Frank Cox

Frank D. Cox, Psychology Department

I taught at Santa Barbara City College from 1963 to retirement in 1989. However my story begins much earlier when I was a student at Glendale City College in 1951 and 1952 after having graduated from Glendale Hoover High School. The Korean War had started in 1950 and numerous of my friends had joined the reserves in an effort to avoid being drafted. This strategy did not work as some of the reserve units were quickly called to active duty. I managed to pass the draft deferment test that allowed one to finish college. Thus my first real girlfriend and I were attending Glendale City College. There was a young and very handsome sociology instructor who was quite dashing in his powder blue suit. His name was Henry Bagish. It was his first year of teaching. All the coeds had a crush on him so when my girlfriend signed up for his class in the second semester I did too (perhaps out of self protection????).

My first semester grades were basically in the C+ range. About midway through the semester it became clear to the young Mr. Bagish that I was too in love to do much studying but he somehow recognized potential in me.  Hard to believe, but one day after class he invited me to lunch in the cafeteria. Much to my surprise and discomfort he told me that I had a very nice girlfriend and it was all right to be in love but not so much so that my studies suffered. To this day I remember the conversation quite clearly and it worked some magic on me. The grades began to improve despite being in love. And the biggest surprise of all, many years later it was Mr. Henry Bagish who talked me into become a teacher and was instrumental in bringing me to Santa Barbara City College in 1963. My first love became a TWA flight attendant and soon married another.

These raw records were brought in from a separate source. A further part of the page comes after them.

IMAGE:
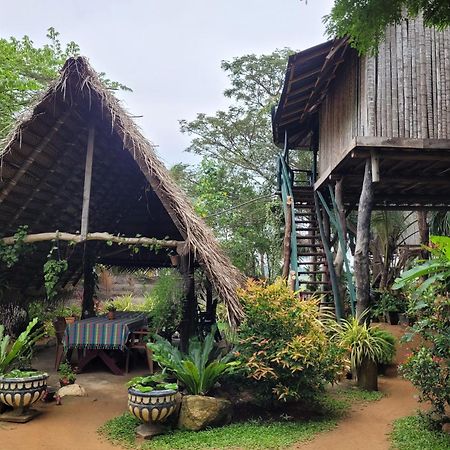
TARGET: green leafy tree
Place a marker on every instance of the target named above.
(26, 70)
(233, 186)
(365, 21)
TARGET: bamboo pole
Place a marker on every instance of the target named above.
(87, 182)
(99, 236)
(287, 238)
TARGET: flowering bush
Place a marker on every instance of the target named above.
(283, 345)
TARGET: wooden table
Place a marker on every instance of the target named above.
(95, 336)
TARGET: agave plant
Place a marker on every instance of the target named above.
(367, 347)
(198, 369)
(12, 354)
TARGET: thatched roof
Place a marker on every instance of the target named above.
(42, 174)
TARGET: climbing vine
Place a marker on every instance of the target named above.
(10, 254)
(53, 269)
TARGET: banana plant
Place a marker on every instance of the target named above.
(12, 353)
(198, 369)
(436, 269)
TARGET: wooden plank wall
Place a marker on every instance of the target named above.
(337, 118)
(403, 92)
(409, 81)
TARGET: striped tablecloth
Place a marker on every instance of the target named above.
(102, 333)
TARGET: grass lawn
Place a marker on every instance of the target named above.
(411, 433)
(254, 434)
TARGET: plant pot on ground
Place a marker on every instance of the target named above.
(20, 389)
(368, 346)
(152, 400)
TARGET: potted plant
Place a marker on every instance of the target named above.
(152, 400)
(20, 389)
(367, 346)
(198, 371)
(66, 374)
(111, 310)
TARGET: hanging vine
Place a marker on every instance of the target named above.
(10, 254)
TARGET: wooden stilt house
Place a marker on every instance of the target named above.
(378, 129)
(77, 170)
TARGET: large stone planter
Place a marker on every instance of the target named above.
(21, 393)
(199, 412)
(152, 408)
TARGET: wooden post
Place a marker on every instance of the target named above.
(87, 182)
(189, 319)
(361, 264)
(88, 280)
(340, 254)
(287, 239)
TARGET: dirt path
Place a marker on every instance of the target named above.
(367, 426)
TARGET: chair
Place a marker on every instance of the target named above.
(138, 341)
(59, 325)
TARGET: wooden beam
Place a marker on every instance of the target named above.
(99, 236)
(87, 182)
(31, 158)
(361, 262)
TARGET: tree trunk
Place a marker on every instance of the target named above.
(189, 320)
(367, 375)
(424, 232)
(88, 280)
(361, 264)
(340, 255)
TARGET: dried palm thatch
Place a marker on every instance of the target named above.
(79, 83)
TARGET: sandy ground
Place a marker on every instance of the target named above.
(74, 424)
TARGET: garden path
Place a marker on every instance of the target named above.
(367, 427)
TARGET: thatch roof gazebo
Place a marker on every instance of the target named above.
(76, 168)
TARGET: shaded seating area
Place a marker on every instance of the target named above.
(78, 176)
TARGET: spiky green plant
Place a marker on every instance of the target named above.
(21, 349)
(363, 341)
(199, 369)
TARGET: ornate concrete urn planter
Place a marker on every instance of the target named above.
(152, 408)
(21, 393)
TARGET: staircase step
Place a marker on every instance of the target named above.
(311, 272)
(312, 263)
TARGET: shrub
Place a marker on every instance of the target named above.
(164, 302)
(199, 369)
(428, 368)
(283, 345)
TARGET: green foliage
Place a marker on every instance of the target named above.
(428, 368)
(13, 354)
(165, 301)
(362, 341)
(411, 433)
(53, 269)
(65, 372)
(389, 301)
(16, 373)
(10, 254)
(199, 369)
(283, 345)
(248, 435)
(365, 21)
(26, 70)
(233, 186)
(436, 269)
(150, 383)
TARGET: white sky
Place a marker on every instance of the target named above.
(168, 51)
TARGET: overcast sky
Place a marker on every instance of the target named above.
(168, 52)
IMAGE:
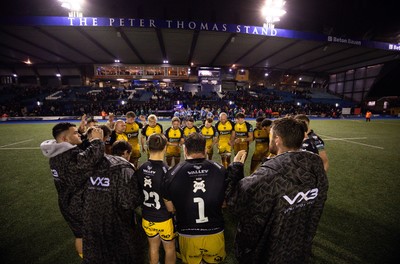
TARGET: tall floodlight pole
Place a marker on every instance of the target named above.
(272, 12)
(74, 7)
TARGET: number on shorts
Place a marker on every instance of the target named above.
(154, 195)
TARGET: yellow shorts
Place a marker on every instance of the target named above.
(135, 153)
(210, 248)
(241, 146)
(173, 151)
(164, 229)
(224, 148)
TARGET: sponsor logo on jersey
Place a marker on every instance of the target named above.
(199, 185)
(309, 195)
(100, 181)
(147, 182)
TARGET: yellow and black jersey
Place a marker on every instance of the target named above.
(224, 130)
(132, 131)
(174, 135)
(148, 130)
(208, 132)
(187, 131)
(242, 130)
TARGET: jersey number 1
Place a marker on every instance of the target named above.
(202, 218)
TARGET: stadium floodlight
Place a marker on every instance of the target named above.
(272, 12)
(74, 6)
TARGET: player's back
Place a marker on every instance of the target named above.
(196, 187)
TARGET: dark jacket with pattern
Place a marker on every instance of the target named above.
(70, 167)
(278, 208)
(111, 195)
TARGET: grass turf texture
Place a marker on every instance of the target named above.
(360, 223)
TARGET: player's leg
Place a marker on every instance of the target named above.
(170, 253)
(79, 246)
(154, 246)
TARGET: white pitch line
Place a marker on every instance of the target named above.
(15, 143)
(19, 148)
(345, 140)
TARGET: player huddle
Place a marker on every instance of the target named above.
(101, 186)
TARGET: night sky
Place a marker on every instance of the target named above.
(372, 20)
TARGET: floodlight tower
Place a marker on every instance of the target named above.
(74, 7)
(272, 12)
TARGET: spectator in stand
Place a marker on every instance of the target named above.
(175, 139)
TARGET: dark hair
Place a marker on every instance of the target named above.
(290, 130)
(195, 143)
(210, 120)
(156, 142)
(118, 148)
(266, 122)
(106, 130)
(240, 115)
(259, 119)
(302, 117)
(61, 127)
(130, 114)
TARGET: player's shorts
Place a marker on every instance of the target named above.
(135, 153)
(210, 248)
(173, 151)
(224, 148)
(164, 229)
(260, 153)
(210, 149)
(241, 146)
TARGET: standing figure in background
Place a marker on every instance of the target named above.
(242, 133)
(174, 135)
(157, 222)
(152, 127)
(132, 132)
(316, 140)
(261, 138)
(71, 167)
(210, 134)
(368, 116)
(278, 206)
(224, 128)
(195, 190)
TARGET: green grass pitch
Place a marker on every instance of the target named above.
(360, 223)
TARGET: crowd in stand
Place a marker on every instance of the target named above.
(31, 101)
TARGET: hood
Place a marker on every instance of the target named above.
(50, 148)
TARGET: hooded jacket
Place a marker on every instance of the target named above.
(278, 207)
(70, 168)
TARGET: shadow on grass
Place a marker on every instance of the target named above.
(345, 237)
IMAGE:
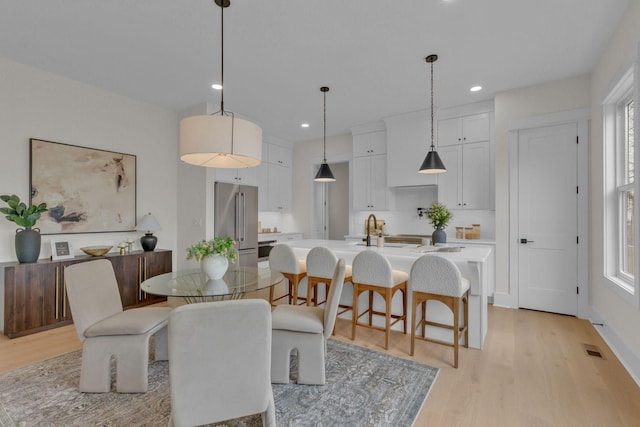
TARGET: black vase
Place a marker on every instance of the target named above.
(27, 244)
(438, 236)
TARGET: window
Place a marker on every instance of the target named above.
(620, 187)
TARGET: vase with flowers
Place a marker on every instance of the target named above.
(439, 216)
(27, 240)
(214, 255)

After receiving my BA in Psychology I served two years in the military, 1955-1956. When I returned from overseas I had visited with Henry and discussed my interest in teaching. I then returned to Occidental College to earn an MA degree in Psychology as well as a teaching credential. In addition I received a School Psychologist Credential from UCLA. I was hired at Glendale City College, and taught there from 1958 to 1963. At this time community college teachers could be assigned to teach most anything. My first semester teaching load consisted of Introductory Psychology, Economic History of the United States, California Government, Speed Reading, and How to Study. Needless to say I worked night and day and also learned how to adlib when I came to the end of my notes.

After four years teaching in Glendale my wife and I decided it was time to leave the home town (Glendale) and seek a new beginning. That summer we drove up the California coast interviewing at a number of community Colleges. Our first stop was a social visit with Henry and Fran Bagish in Santa Barbara. Our two families got together for some tennis and lunch in Pershing Park. Needless to say the courts were not what they are today. We had the pleasure of meeting Henry and Fran’s children (three) and a lot of good conversation about my teaching plans. I didn’t think much about it, but Henry quizzed me a lot about my teaching. Of course, big mouth that I was, and often still am, I did a lot of talking. I hadn’t thought about applying to SBCC as the campus was very run down with few facilities and certainly not up to the standards I was used to at Glendale College.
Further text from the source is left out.